UK Politics

Vince Cable drops 'superfast' patent plans

Vince Cable
Image caption Mr Cable said he wanted to help innovative businesses flourish

The government has dropped plans for a "superfast" service which would provide patents in 90 days.

Patents usually take up to 18 months to issue but the government said it wanted to make it easier for "innovators to turn their ideas into business growth".

But a consultation found only three respondents likely to use it and there were concerns about invalid patents.

The Intellectual Property Office said "there would not appear to be a great desire" for the service.

It also concluded that it was "not possible to mitigate against the risk of grant of invalid patents, which would then need to be amended or revoked".

"This is an unavoidable consequence of granting a patent in such a short timescale when the patent system worldwide is based on a standard publication period of 18 months," it said.

'Significant drawbacks'

Business Secretary Vince Cable first announced the plan in December 2012 and they were confirmed by Intellectual Property Minister Lord Younger in April.

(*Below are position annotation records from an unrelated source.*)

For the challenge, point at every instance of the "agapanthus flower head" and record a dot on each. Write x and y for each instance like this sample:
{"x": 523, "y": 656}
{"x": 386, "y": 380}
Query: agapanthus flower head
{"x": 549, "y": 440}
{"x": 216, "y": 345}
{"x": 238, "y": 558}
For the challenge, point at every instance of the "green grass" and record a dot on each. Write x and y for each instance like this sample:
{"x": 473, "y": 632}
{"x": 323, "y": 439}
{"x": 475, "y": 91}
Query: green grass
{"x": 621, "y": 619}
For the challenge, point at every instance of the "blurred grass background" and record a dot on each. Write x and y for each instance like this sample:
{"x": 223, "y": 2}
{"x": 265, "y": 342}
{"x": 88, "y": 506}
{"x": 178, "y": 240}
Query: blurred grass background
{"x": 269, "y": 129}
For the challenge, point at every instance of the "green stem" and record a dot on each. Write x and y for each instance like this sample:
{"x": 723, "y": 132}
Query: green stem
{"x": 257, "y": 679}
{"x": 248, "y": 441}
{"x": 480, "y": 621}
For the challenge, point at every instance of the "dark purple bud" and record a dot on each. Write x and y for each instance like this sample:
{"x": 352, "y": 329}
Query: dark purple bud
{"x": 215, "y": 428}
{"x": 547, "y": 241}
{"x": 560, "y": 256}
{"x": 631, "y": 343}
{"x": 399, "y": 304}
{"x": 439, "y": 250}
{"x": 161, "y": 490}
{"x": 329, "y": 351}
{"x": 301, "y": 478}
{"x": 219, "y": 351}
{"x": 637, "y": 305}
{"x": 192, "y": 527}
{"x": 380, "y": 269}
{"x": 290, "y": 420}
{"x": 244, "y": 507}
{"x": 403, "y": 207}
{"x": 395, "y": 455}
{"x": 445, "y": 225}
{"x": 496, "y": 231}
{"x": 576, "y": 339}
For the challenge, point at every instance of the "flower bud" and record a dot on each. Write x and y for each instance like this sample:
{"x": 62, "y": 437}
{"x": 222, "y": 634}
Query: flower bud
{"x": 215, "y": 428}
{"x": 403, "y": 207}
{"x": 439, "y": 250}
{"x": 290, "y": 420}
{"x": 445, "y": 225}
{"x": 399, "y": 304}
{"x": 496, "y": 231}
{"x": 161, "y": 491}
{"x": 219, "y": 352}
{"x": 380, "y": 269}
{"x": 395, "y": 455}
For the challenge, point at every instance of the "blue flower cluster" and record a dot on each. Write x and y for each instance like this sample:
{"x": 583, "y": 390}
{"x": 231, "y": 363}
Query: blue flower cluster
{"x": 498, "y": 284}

Lord Younger said at the time that acting on "inspiration and inventive thoughts" quickly "can often be the catalyst for making a real difference to the success or otherwise of an idea".

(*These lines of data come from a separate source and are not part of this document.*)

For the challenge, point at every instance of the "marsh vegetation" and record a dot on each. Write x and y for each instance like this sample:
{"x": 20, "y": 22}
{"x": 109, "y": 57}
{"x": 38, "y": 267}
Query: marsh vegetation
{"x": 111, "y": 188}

But the consultation suggested little enthusiasm for the idea and "several significant drawbacks" were highlighted.

The government said the danger of granting invalid patents was the issue which was "arguably of most concern to consultation respondents" because of the uncertainty it could create.

"In light of these concerns... the government has decided not to implement the proposed superfast service or make any changes to existing acceleration services."

Patent lawyer Alan MacDougall said the idea was "simply not viable".

"The current system already has in place a free procedure to accelerate the patent granting process which is often used by businesses when the need arises," he said.

"The proposed system would just have added to the complexity of the patenting process, would have been costly for businesses and would not have delivered any real value."